# Building a Retrieval-Augmented Generation (RAG) Application with LangChain and MistralAI

This notebook demonstrates how to build a RAG application using LangChain and MistralAI to query over a dataset of markdown documents.

## 1. Setup and Imports

Import the necessary libraries and load your API keys.

In [1]:
import os
from dotenv import load_dotenv
from langchain.document_loaders import UnstructuredMarkdownLoader
from langchain.text_splitter import RecursiveCharacterTextSplitter
from langchain_huggingface import HuggingFaceEmbeddings
from langchain.vectorstores import FAISS
from langchain.chains import RetrievalQA
from langchain_mistralai.chat_models import ChatMistralAI

# Load environment variables
load_dotenv()
mistral_api_key = os.getenv("MISTRAL_API_KEY")

# Ensure the API key is loaded
assert mistral_api_key is not None, "Please set your MISTRAL_API_KEY in the .env file."

## 2. Load Markdown Documents

Load all markdown files from the `data/` directory, including all subdirectories.

In [None]:
import os

def load_documents(root_dir):
    documents = []
    for dirpath, dirnames, filenames in os.walk(root_dir):
        for filename in filenames:
            if filename.endswith(".md"):
                filepath = os.path.join(dirpath, filename)
                loader = UnstructuredMarkdownLoader(filepath)
                documents.extend(loader.load())
    return documents

# Load documents from the data directory
docs = load_documents("data")

print(f"Loaded {len(docs)} documents.")

## 3. Split Documents into Chunks

Split the documents into smaller chunks to improve retrieval efficiency.

In [None]:
# Initialize the text splitter
text_splitter = RecursiveCharacterTextSplitter(
    chunk_size=1000,
    chunk_overlap=200,
    separators=["\n\n", "\n", " ", ""]
)

# Split the documents
split_docs = text_splitter.split_documents(docs)

print(f"Split into {len(split_docs)} chunks.")

## 4. Create Embeddings for the Text Chunks

Convert the text chunks into vector embeddings using a pre-trained model.

In [None]:
# Initialize the embedding model
embedding = HuggingFaceEmbeddings(model_name="sentence-transformers/all-MiniLM-L6-v2")

## 5. Build a Vector Store with FAISS

Store the embeddings in a vector store to enable efficient similarity searches.

In [None]:
# Build the FAISS vector store from the documents and embeddings
vectorstore = FAISS.from_documents(split_docs, embedding)

print("Vector store created.")

## 6. Set Up a Retriever

Create a retriever that uses the vector store to find relevant documents based on a query.

In [6]:
# Create a retriever from the vector store
retriever = vectorstore.as_retriever()

# Optional: Customize retriever settings
retriever.search_kwargs['k'] = 50  # Number of documents to retrieve

## 7. Initialize the MistralAI Language Model

Set up the MistralAI language model to generate responses.

In [7]:
# Initialize the MistralAI language model
llm = ChatMistralAI(model="mistral-large-2407", api_key=mistral_api_key)

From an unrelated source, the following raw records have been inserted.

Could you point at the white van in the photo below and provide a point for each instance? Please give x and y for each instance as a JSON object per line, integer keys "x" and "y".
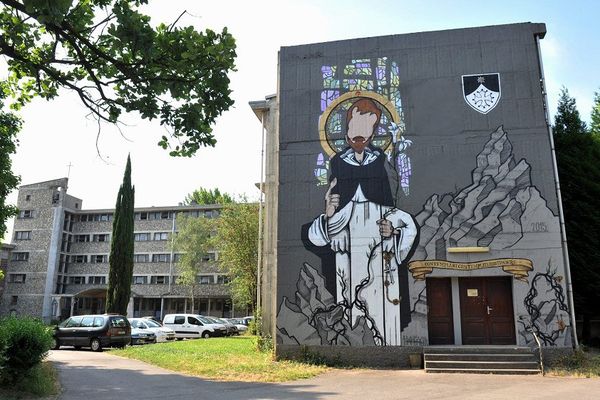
{"x": 189, "y": 326}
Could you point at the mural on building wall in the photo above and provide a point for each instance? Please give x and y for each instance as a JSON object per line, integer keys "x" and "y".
{"x": 379, "y": 77}
{"x": 547, "y": 311}
{"x": 361, "y": 234}
{"x": 482, "y": 91}
{"x": 369, "y": 288}
{"x": 497, "y": 209}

## 8. Create a RetrievalQA Chain

Combine the retriever and the language model into a chain that can handle queries.

In [None]:
# Create the RetrievalQA chain
qa_chain = RetrievalQA.from_chain_type(
    llm=llm,
    chain_type="stuff",
    retriever=retriever
)

print("RetrievalQA chain created.")

## 9. Test the RAG Application

Run a test query to see the RAG application in action.

In [None]:
# Define a test query
query = "Quelles sont les UEs de la filières 3d en 2ème année ?"

# Run the query through the RetrievalQA chain
result = qa_chain.invoke(query)

# Display the result
print("Query :", query)
print("")
print("Answer:", result)

In [None]:
# Define a test query
query = "Donne le détail de chaque UE."

# Run the query through the RetrievalQA chain
result = qa_chain.invoke(query)

# Display the result
print("Query :", query)
print("")
print("Answer:", result)

## 10. Conclusion

You've successfully built a RAG application that can answer queries based on your markdown documents. You can now expand upon this foundation to handle more complex queries or integrate additional features.